Moreover, transitioning away from PINs may not be dramatic because only 25% of U.S. merchant locations are equipped with PIN-debit terminals, undercutting the notion that PIN-based terminals are ubiquitous, Visa says.

Lott disagrees, putting the estimate of U.S. merchants with PIN-based terminals at “about 30%.” But even that figure “is a bit misleading” because by some measures 70% to 80% of all U.S. debit transactions flow through large merchants that tend to be equipped with PIN-debit transactions, he says.

Analysts say the Fed’s universal pricing mandate likely will equalize the cost of signature and PIN-debit transactions, thereby reducing the pricing benefits PIN-debit offered and demand for PIN-debit terminals.

But PINs are not going away anytime soon, warns Guy Berg, a consultant with Datacard Group, a division of global card manufacturer Datacard Corp., calling the PIN discussion “highly controversial at this time.”

Moreover, “there are networks that strongly advocate PIN verification at the terminal. As long as they continue to advocate PINs, ... [the authentication method] will be around for a long time,” Berg says.

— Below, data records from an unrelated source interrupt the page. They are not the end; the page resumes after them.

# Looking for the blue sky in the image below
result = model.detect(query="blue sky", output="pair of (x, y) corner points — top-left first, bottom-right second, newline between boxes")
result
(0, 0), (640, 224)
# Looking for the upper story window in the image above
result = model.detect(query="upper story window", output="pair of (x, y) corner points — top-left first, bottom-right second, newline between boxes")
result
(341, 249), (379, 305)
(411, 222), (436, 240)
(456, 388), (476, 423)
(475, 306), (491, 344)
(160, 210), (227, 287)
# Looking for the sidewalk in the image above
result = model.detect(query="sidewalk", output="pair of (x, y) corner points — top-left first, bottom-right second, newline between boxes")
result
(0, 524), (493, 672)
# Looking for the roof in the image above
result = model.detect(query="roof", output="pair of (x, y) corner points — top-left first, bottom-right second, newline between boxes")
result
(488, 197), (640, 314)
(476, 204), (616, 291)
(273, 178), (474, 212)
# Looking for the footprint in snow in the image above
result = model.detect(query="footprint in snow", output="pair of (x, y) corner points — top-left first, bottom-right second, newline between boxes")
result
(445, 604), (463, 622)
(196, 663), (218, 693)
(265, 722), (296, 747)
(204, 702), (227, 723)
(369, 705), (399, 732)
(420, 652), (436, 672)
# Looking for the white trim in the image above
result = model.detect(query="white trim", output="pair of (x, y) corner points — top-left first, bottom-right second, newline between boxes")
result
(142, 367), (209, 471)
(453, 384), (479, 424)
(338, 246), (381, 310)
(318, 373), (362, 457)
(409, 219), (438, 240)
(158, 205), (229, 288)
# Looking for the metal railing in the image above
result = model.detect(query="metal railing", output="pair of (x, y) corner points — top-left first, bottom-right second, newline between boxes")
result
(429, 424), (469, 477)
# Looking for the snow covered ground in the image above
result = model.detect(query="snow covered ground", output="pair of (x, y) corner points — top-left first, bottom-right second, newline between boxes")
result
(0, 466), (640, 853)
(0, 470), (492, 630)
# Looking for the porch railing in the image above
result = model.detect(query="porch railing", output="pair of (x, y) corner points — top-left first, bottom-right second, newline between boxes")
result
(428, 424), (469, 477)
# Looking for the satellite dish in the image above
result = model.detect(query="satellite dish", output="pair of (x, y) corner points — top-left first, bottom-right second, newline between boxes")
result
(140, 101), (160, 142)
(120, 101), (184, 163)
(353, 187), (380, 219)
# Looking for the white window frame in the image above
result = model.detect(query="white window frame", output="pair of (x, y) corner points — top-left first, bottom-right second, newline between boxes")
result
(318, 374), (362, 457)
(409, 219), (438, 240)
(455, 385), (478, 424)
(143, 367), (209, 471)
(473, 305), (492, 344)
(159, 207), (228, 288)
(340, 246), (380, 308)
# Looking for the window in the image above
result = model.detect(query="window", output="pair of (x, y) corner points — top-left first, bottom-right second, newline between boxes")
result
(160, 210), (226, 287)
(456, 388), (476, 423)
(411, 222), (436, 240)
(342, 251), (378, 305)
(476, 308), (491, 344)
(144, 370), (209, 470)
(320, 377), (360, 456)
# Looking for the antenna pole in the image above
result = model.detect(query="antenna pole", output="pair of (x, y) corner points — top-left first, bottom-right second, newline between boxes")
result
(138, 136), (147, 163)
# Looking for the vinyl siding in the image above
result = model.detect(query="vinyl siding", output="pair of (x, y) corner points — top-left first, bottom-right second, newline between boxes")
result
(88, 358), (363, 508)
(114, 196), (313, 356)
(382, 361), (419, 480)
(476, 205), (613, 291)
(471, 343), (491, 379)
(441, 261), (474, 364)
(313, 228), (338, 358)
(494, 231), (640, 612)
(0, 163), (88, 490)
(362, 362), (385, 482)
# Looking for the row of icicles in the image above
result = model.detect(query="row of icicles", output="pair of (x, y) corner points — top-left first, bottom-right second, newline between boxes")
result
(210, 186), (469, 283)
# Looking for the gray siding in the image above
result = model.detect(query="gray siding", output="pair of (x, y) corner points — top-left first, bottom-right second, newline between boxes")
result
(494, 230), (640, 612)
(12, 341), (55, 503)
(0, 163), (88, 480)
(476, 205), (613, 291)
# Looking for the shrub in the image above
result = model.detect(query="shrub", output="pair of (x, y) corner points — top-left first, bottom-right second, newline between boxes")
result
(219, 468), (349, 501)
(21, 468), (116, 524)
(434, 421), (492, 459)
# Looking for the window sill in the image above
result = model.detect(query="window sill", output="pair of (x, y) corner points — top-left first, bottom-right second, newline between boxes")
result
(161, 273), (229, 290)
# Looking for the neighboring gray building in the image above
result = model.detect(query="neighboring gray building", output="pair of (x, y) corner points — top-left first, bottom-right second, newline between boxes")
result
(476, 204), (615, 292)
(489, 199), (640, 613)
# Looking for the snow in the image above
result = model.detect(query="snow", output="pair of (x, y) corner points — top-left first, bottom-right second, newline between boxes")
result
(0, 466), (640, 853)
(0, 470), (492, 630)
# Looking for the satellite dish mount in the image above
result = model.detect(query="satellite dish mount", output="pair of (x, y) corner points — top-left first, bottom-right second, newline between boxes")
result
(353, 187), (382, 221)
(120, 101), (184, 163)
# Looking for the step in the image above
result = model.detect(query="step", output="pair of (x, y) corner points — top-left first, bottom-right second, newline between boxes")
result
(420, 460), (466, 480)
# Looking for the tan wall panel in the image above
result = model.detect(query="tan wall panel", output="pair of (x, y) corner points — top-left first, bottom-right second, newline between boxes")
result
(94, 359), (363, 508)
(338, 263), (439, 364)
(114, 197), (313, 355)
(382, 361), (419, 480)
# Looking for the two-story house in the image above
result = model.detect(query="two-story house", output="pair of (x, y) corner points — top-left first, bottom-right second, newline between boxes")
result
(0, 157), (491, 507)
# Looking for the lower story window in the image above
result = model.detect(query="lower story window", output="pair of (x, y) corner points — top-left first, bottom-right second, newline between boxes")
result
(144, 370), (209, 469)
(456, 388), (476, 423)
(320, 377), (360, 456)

Visa’s Perez does not dispute that PINs may continue to serve a limited role at the point of sale. For higher-balance and higher-risk transactions, “we may invoke the use of a one-time password sent via email or text or other methods,” he says.

 But Visa “has a lot of work to do before it convinces the entire card industry to walk away from PINs, but it’s unlikely Visa will gain a direct advantage in the fallout from the routing rules by eliminating PINs,” Lott says.

Visa has taken the lead in encouraging U.S. merchants to abandon mag-stripe payment terminals and has set an ambitious goal to move the industry toward dynamic authentication for most card transactions. Whether it succeeds in persuading the payments industry as a whole to embrace its initiative, and get diverse players to abandon reliance on PIN-debit transactions, remains to be seen.